Comment 4 Cor Nouws 2014-10-19 19:09:58 UTC
I think this should be another component
Comment 5 Cor Nouws 2014-10-19 19:13:09 UTC
and maybe it is related to bug 84584, where also special font rendering is not good
Comment 6 vvort 2015-01-20 08:19:18 UTC
Displacement of characters fixed here:
https://gerrit.libreoffice.org/14029

Empty rectangles instead of brackets - is another issue - problems with Symbol font.
Comment 7 Commit Notification 2015-01-20 13:56:28 UTC
Vort committed a patch related to this issue.
It has been pushed to "master":

http://cgit.freedesktop.org/libreoffice/core/commit/?id=7818c73445ad8e08e7ee51e2cc3a4b4d5a798ac4

fdo#85174 PDF Import: fix character positions

It will be available in 4.5.0.

The patch should be included in the daily builds available at
http://dev-builds.libreoffice.org/daily/ in the next 24-48 hours. More
information about daily builds can be found at:
http://wiki.documentfoundation.org/Testing_Daily_Builds
Affected users are encouraged to test the fix and report feedback.
Comment 8 Caolán McNamara 2015-01-20 15:21:56 UTC
should the poppler patch also go upstream to poppler ? (esp as distros build against system poppler typically)
Comment 9 Philipp Weissenbacher 2015-01-20 23:03:38 UTC
Comment on attachment 108028 [details]
2 PNGs showing the same cheat sheet correctly and incorrectly, plus both PDFs

Sorry for the noise. MIME type was wrong.
Comment 10 vvort 2015-01-21 04:33:34 UTC
This change in poppler is specific to LibreOffice PDF import plugin.
Plugin needs some different input data, than default poppler provides.
Comment 11 vvort 2015-01-21 05:23:01 UTC
I understood the problem.
I will try to revert +getCharSpace change without poppler hacking.
Comment 12 vvort 2015-01-21 06:57:32 UTC
Second try:
https://gerrit.libreoffice.org/14066
Comment 13 Commit Notification 2015-01-21 15:33:03 UTC
Vort committed a patch related to this issue.
It has been pushed to "master":

http://cgit.freedesktop.org/libreoffice/core/commit/?id=df54862ec61c81a39b7ccfadc292b5bf859f45fa

fdo#85174 PDF Import: fix character positions without modifying poppler

It will be available in 4.5.0.

The patch should be included in the daily builds available at
http://dev-builds.libreoffice.org/daily/ in the next 24-48 hours.
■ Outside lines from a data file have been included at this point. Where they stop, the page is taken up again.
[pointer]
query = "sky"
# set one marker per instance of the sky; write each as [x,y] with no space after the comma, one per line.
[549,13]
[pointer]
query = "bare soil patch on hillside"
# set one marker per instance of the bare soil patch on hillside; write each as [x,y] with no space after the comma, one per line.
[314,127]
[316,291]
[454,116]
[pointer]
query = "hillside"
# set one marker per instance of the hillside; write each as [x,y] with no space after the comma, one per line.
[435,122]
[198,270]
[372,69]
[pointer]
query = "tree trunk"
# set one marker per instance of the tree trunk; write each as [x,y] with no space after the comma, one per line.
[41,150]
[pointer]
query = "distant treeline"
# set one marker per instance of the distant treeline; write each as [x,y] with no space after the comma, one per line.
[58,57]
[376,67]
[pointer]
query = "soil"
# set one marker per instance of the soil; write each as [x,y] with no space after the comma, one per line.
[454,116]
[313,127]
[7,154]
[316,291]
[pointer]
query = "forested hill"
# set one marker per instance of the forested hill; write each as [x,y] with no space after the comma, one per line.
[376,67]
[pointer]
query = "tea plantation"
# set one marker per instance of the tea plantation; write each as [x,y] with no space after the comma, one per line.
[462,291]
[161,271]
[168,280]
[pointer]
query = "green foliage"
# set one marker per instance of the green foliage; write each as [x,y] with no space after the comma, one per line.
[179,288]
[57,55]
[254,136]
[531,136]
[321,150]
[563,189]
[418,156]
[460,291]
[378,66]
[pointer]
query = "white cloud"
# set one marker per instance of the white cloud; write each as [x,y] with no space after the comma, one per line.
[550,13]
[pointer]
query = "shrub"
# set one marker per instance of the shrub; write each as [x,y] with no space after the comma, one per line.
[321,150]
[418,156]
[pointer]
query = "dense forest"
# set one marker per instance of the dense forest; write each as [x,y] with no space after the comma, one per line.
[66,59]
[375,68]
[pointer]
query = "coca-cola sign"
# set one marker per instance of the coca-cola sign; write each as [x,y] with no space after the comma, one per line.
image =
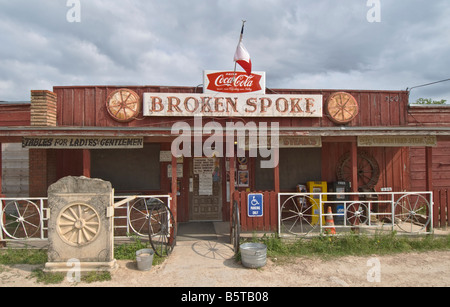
[234,82]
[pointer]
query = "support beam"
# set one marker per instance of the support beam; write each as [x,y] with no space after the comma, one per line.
[354,165]
[87,163]
[174,203]
[276,172]
[1,169]
[429,176]
[429,168]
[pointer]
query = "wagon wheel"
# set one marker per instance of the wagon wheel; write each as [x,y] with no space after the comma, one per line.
[139,213]
[162,229]
[78,224]
[342,107]
[20,219]
[357,214]
[235,228]
[123,105]
[412,213]
[296,215]
[367,169]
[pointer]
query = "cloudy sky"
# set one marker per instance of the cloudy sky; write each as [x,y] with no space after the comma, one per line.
[308,44]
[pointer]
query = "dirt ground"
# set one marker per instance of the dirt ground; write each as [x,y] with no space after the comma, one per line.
[206,263]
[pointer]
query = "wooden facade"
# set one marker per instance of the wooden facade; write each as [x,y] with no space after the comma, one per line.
[81,111]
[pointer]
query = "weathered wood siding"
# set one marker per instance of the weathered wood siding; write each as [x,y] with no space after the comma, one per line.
[15,175]
[86,106]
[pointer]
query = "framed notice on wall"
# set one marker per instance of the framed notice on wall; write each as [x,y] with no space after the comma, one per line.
[243,179]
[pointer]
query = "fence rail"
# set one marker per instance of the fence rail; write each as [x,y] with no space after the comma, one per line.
[302,214]
[26,219]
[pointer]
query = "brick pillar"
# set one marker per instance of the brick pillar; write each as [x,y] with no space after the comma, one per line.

More
information about daily builds can be found at:
http://wiki.documentfoundation.org/Testing_Daily_Builds
Affected users are encouraged to test the fix and report feedback.
Comment 14 Jouni Järvinen 2015-10-25 22:08:35 UTC
My bad, this report slipped from my fingers.

Tested fixed in 4.4.5, the last 4.x portable version. 5.0.2 RC1 never loads the intro-linux.pdf, but that's another issue.